FTIR spectroscopic characterization of Nafion®–polyaniline composite films employed for the corrosion control of stainless steel

Nafion®–polyaniline (PAn) composite films deposited by a two-step process on a stainless steel (SS) substrate were characterized in this study using Fourier transform infrared (FTIR) spectroscopy under various conditions employed to evaluate their anticorrosion properties. The SS|Nafion® electrode was first prepared by placing a certain amount of Nafion® on the SS substrate, and then polymerization of aniline was carried out potentiodynamically on the SS|Nafion® electrode.
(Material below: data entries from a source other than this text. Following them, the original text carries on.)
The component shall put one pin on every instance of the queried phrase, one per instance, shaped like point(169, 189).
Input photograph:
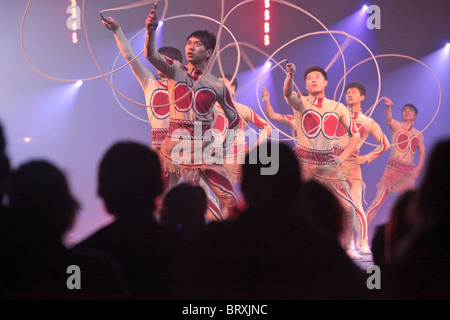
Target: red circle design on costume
point(160, 97)
point(341, 132)
point(220, 124)
point(203, 101)
point(311, 123)
point(182, 90)
point(414, 143)
point(402, 141)
point(330, 123)
point(360, 127)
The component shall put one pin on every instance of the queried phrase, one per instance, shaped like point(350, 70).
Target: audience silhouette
point(184, 208)
point(35, 263)
point(269, 251)
point(4, 168)
point(282, 244)
point(391, 236)
point(421, 270)
point(129, 181)
point(322, 207)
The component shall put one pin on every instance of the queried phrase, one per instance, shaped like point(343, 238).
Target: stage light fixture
point(74, 21)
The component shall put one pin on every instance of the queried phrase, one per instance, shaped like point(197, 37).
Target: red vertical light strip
point(266, 22)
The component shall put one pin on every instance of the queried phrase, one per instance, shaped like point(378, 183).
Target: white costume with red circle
point(397, 176)
point(317, 120)
point(187, 148)
point(234, 158)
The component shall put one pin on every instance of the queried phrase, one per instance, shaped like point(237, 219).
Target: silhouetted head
point(402, 221)
point(40, 199)
point(207, 38)
point(4, 164)
point(199, 47)
point(322, 207)
point(184, 206)
point(271, 176)
point(355, 93)
point(315, 69)
point(434, 192)
point(129, 179)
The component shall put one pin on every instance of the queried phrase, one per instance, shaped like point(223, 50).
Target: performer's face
point(196, 52)
point(353, 96)
point(228, 84)
point(408, 114)
point(315, 82)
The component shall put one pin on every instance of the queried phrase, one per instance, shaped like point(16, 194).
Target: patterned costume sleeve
point(346, 120)
point(295, 101)
point(229, 109)
point(382, 140)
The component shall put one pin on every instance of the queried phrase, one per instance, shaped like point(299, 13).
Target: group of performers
point(195, 109)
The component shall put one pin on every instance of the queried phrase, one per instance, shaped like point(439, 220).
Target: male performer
point(156, 94)
point(355, 94)
point(318, 117)
point(192, 94)
point(286, 120)
point(154, 87)
point(235, 157)
point(400, 172)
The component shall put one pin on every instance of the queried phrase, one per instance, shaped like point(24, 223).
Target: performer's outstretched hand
point(290, 68)
point(110, 23)
point(152, 20)
point(387, 102)
point(337, 161)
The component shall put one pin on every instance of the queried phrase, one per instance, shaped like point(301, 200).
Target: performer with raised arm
point(235, 157)
point(400, 172)
point(192, 94)
point(355, 94)
point(283, 119)
point(317, 117)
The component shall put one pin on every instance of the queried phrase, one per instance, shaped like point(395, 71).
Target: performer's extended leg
point(360, 219)
point(380, 197)
point(214, 212)
point(222, 188)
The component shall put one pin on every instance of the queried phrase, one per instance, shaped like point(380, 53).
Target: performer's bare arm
point(150, 51)
point(126, 50)
point(388, 111)
point(271, 114)
point(289, 81)
point(421, 152)
point(383, 145)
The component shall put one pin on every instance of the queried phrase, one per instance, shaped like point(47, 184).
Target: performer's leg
point(360, 216)
point(344, 197)
point(222, 188)
point(213, 210)
point(380, 197)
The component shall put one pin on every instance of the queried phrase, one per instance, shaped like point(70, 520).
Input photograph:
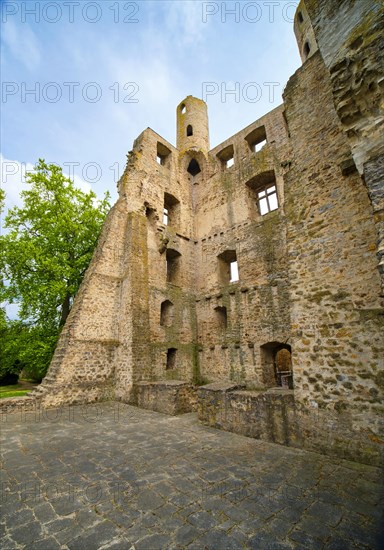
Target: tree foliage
point(43, 258)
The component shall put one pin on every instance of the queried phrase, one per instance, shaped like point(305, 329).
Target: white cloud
point(22, 43)
point(186, 17)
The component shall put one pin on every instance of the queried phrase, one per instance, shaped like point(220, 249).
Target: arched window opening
point(306, 49)
point(193, 168)
point(257, 139)
point(166, 313)
point(277, 365)
point(171, 211)
point(163, 154)
point(171, 359)
point(264, 192)
point(227, 156)
point(228, 267)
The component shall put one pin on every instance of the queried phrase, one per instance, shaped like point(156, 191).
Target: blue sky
point(160, 51)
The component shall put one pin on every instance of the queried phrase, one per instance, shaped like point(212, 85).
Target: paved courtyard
point(114, 476)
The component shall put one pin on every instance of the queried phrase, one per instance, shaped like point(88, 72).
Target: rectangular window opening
point(228, 270)
point(227, 156)
point(171, 212)
point(257, 139)
point(267, 200)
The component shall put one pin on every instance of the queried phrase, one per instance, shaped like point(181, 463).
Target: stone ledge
point(222, 386)
point(166, 396)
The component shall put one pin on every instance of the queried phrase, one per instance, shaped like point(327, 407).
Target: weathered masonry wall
point(228, 219)
point(253, 270)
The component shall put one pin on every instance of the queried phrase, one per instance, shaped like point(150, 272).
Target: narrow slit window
point(166, 313)
point(171, 359)
point(307, 49)
point(173, 265)
point(259, 146)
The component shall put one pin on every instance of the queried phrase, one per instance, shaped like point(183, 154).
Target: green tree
point(44, 255)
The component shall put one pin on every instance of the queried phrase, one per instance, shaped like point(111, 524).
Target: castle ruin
point(246, 281)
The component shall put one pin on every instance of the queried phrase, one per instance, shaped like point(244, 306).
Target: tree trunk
point(65, 309)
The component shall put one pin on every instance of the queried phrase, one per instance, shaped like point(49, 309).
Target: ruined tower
point(252, 270)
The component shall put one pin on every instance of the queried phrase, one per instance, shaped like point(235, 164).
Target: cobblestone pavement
point(114, 476)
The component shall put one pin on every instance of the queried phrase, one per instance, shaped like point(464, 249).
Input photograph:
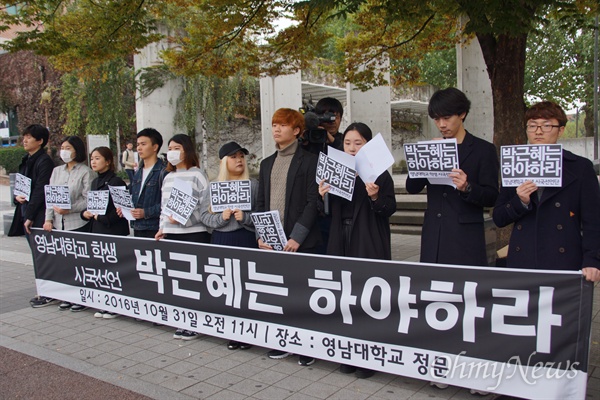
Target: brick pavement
point(145, 359)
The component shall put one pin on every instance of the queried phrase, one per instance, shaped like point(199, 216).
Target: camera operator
point(322, 130)
point(322, 126)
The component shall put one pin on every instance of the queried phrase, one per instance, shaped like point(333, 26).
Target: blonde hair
point(224, 172)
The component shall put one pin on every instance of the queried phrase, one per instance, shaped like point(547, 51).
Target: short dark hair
point(546, 110)
point(79, 146)
point(107, 154)
point(38, 132)
point(153, 134)
point(329, 104)
point(361, 128)
point(447, 102)
point(190, 157)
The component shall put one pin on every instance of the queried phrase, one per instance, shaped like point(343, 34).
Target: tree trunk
point(505, 60)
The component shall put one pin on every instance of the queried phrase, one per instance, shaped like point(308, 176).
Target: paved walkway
point(120, 358)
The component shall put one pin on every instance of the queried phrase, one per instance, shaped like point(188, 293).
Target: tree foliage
point(223, 37)
point(99, 100)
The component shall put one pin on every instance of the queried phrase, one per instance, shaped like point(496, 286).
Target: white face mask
point(66, 156)
point(174, 156)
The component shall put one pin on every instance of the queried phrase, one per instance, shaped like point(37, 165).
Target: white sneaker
point(438, 385)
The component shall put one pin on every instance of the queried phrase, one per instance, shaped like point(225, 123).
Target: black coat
point(39, 168)
point(453, 230)
point(561, 230)
point(370, 231)
point(301, 196)
point(109, 223)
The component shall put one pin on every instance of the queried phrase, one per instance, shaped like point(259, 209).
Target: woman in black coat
point(110, 223)
point(360, 227)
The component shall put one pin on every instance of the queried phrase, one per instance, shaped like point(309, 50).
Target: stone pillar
point(156, 110)
point(473, 80)
point(277, 92)
point(373, 108)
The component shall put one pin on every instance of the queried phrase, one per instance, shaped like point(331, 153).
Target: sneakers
point(41, 301)
point(305, 361)
point(233, 345)
point(364, 373)
point(438, 385)
point(178, 333)
point(189, 335)
point(347, 369)
point(278, 354)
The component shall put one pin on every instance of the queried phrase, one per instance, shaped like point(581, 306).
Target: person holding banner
point(147, 184)
point(555, 228)
point(78, 177)
point(109, 223)
point(184, 176)
point(37, 166)
point(361, 227)
point(232, 227)
point(184, 167)
point(287, 184)
point(453, 231)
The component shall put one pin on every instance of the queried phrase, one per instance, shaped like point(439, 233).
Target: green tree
point(224, 37)
point(99, 100)
point(560, 66)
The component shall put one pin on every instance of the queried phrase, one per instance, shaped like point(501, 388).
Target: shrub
point(10, 158)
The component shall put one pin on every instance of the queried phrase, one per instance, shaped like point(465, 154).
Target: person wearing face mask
point(232, 227)
point(183, 165)
point(78, 177)
point(360, 227)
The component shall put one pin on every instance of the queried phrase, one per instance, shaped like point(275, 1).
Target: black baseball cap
point(230, 148)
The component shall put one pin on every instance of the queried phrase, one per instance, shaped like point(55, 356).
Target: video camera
point(312, 132)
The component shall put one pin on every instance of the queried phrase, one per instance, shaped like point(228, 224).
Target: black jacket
point(453, 230)
point(562, 229)
point(370, 232)
point(109, 223)
point(301, 196)
point(38, 167)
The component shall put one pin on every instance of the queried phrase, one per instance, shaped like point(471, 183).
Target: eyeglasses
point(546, 128)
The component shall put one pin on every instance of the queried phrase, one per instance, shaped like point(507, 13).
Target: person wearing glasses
point(555, 228)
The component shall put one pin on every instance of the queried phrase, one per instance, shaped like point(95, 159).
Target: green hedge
point(10, 158)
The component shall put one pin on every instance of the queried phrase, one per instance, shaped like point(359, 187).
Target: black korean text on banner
point(269, 228)
point(57, 195)
point(338, 176)
point(431, 159)
point(539, 163)
point(22, 186)
point(518, 332)
point(98, 201)
point(230, 195)
point(180, 205)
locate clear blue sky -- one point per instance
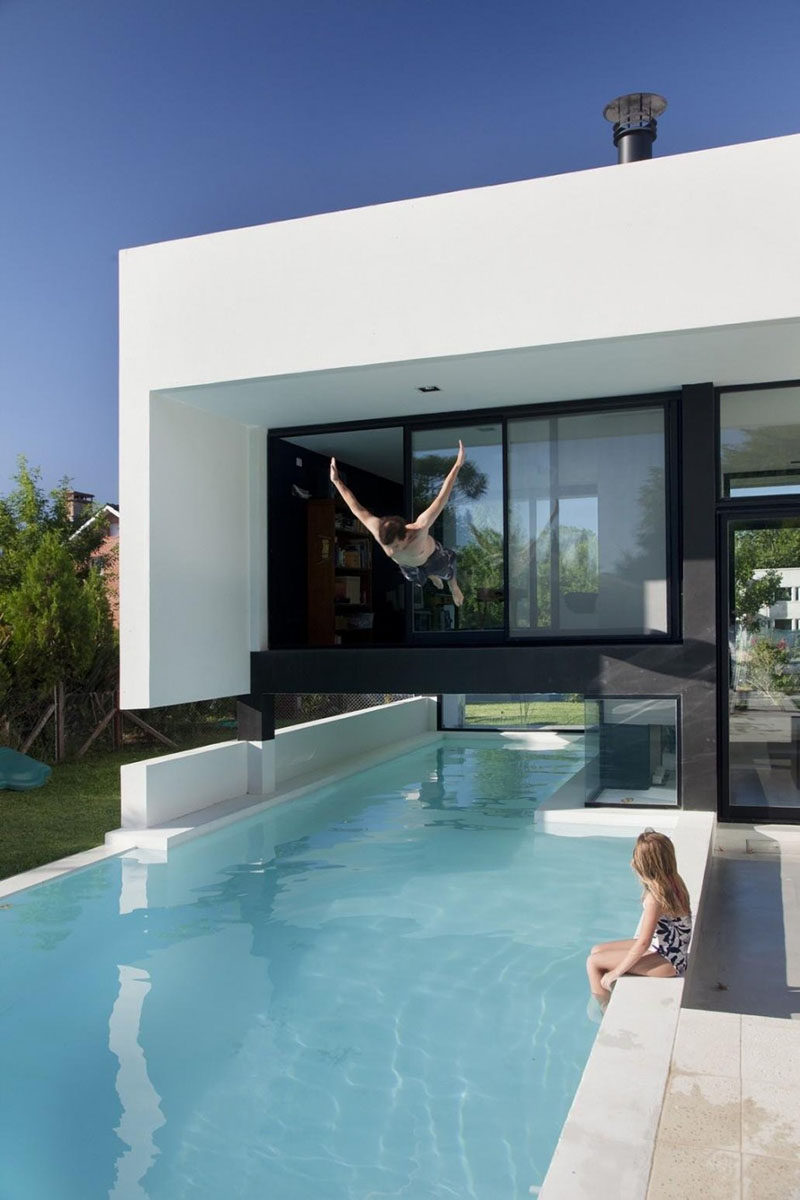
(131, 121)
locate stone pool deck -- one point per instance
(693, 1087)
(731, 1121)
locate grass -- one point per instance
(72, 811)
(516, 714)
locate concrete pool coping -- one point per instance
(607, 1141)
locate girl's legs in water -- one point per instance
(607, 955)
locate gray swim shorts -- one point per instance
(440, 563)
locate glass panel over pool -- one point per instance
(377, 990)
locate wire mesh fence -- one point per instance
(293, 708)
(67, 724)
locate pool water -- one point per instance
(377, 990)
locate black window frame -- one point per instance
(728, 509)
(668, 401)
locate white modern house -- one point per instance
(619, 351)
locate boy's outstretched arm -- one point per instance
(426, 519)
(364, 515)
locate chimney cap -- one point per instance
(635, 108)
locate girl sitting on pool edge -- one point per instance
(659, 947)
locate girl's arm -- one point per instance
(641, 947)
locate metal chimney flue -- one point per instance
(635, 124)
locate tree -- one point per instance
(429, 473)
(767, 551)
(55, 624)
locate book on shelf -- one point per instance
(348, 589)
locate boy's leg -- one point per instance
(456, 592)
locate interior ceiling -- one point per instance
(379, 451)
(725, 355)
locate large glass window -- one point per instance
(471, 525)
(587, 525)
(759, 442)
(763, 667)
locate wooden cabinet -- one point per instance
(340, 576)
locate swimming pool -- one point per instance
(377, 990)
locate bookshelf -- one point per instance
(340, 576)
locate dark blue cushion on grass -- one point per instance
(19, 772)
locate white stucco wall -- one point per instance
(619, 280)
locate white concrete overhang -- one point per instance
(629, 366)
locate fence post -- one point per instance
(116, 727)
(60, 723)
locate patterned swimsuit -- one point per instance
(671, 940)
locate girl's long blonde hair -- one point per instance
(654, 862)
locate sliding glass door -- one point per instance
(471, 525)
(588, 525)
(762, 718)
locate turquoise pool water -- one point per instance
(374, 991)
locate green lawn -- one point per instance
(513, 713)
(73, 811)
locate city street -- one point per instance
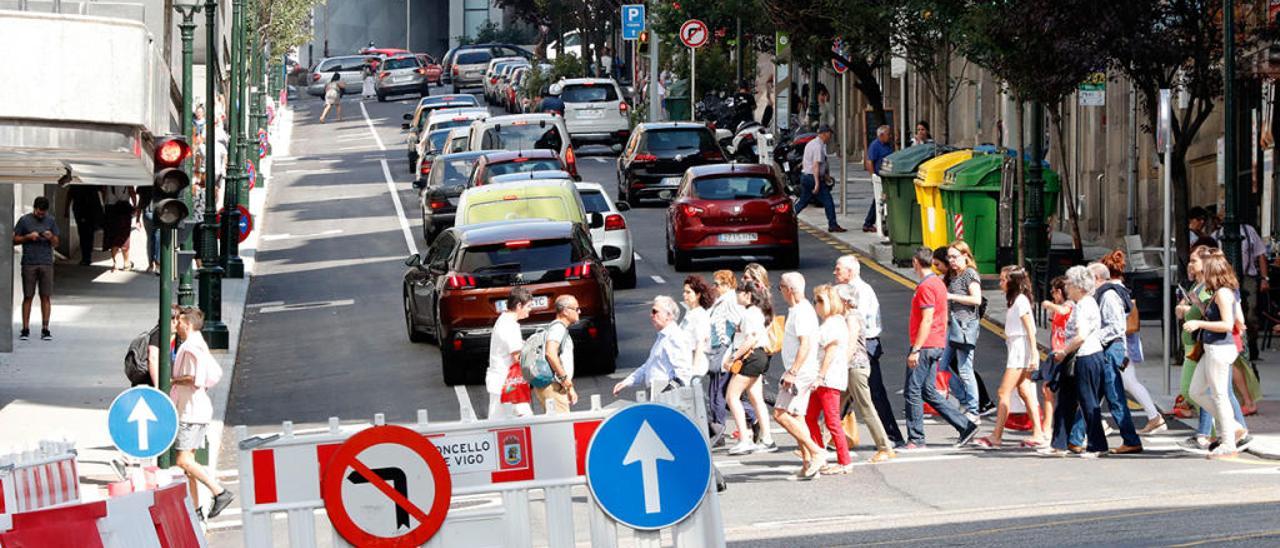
(324, 336)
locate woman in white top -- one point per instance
(832, 377)
(1023, 357)
(696, 323)
(749, 345)
(1080, 378)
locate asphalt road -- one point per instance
(325, 337)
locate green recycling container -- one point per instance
(903, 213)
(970, 191)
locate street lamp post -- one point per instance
(210, 269)
(232, 263)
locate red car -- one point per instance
(731, 210)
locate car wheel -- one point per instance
(414, 334)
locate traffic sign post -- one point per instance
(142, 423)
(648, 466)
(632, 21)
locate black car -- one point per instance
(457, 291)
(439, 190)
(657, 156)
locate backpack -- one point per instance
(533, 359)
(136, 359)
(776, 332)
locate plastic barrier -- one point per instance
(494, 466)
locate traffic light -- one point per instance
(170, 181)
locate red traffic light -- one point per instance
(172, 153)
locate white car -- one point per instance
(594, 110)
(609, 232)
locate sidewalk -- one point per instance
(63, 387)
(1265, 425)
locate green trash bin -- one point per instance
(972, 191)
(903, 213)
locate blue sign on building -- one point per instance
(142, 421)
(632, 21)
(648, 466)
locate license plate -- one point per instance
(739, 237)
(539, 302)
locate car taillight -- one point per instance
(577, 272)
(460, 282)
(615, 222)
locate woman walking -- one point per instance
(1023, 357)
(1212, 380)
(333, 96)
(964, 297)
(832, 377)
(748, 362)
(1080, 361)
(859, 374)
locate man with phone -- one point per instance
(37, 234)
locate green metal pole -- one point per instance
(232, 263)
(1230, 225)
(210, 269)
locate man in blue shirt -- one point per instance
(876, 154)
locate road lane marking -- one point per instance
(371, 129)
(400, 209)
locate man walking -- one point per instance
(671, 356)
(876, 154)
(849, 273)
(813, 179)
(504, 346)
(560, 356)
(195, 370)
(928, 332)
(37, 234)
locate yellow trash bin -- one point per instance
(928, 178)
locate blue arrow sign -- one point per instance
(648, 466)
(632, 21)
(142, 421)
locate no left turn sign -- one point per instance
(694, 33)
(387, 487)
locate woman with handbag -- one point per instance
(748, 362)
(1079, 373)
(964, 297)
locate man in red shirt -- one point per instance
(928, 332)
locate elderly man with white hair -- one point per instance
(670, 362)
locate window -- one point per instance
(734, 188)
(597, 92)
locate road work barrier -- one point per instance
(488, 483)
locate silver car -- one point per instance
(398, 76)
(348, 67)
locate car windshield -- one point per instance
(530, 256)
(400, 63)
(524, 136)
(677, 141)
(734, 188)
(580, 92)
(452, 173)
(472, 58)
(594, 201)
(522, 165)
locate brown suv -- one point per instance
(456, 292)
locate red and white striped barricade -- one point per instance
(493, 467)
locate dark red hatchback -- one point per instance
(731, 210)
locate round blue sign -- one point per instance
(648, 466)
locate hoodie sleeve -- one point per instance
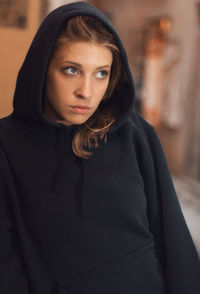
(175, 248)
(12, 278)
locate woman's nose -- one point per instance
(84, 89)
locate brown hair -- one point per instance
(88, 28)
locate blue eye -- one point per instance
(71, 70)
(102, 74)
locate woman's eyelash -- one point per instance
(72, 70)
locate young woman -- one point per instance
(87, 205)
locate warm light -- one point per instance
(165, 25)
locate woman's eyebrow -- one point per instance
(79, 65)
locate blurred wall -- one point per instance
(14, 45)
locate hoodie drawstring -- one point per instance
(63, 151)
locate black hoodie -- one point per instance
(110, 224)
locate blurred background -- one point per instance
(162, 39)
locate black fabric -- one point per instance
(111, 224)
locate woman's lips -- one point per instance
(80, 109)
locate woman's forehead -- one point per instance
(81, 52)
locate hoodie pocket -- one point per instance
(136, 272)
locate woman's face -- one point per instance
(77, 79)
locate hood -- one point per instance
(28, 95)
(27, 103)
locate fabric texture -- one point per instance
(110, 224)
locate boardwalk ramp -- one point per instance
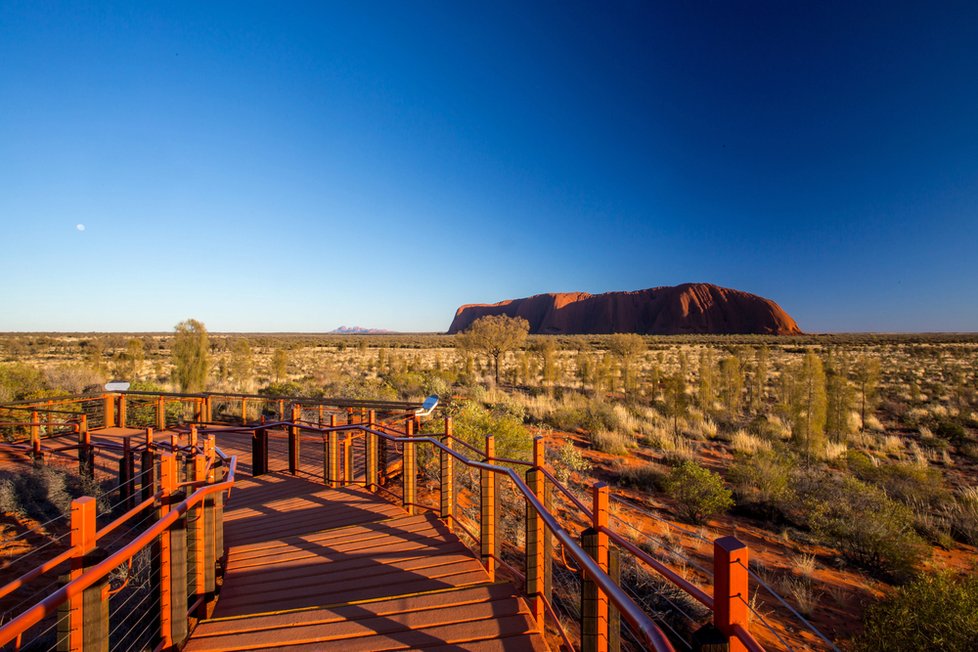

The SS|Nafion®–PAn electrodes subjected to both potentiodynamic polarization and open-circuit conditions in sulfuric acid solutions without and with chlorides appeared to have distinct differences in their FTIR spectra. It is proposed that under the electrochemical conditions used in this study, the PAn is mostly formed inside the Nafion® membrane with a high proportion of oligomers influencing the ionic transport through the membrane. The inhibition of pitting corrosion arises primarily from the enhanced permselectivity of the composite film due to the Nafion® membrane that prevents chloride transport. An essential beneficial effect comes also from the PAn redox properties on the growth of the passive oxide film. Even under severe corrosion conditions, Nafion®–PAn films retain their redox activity and chemical stability, whereas the membrane crystallinity seems to be enhanced.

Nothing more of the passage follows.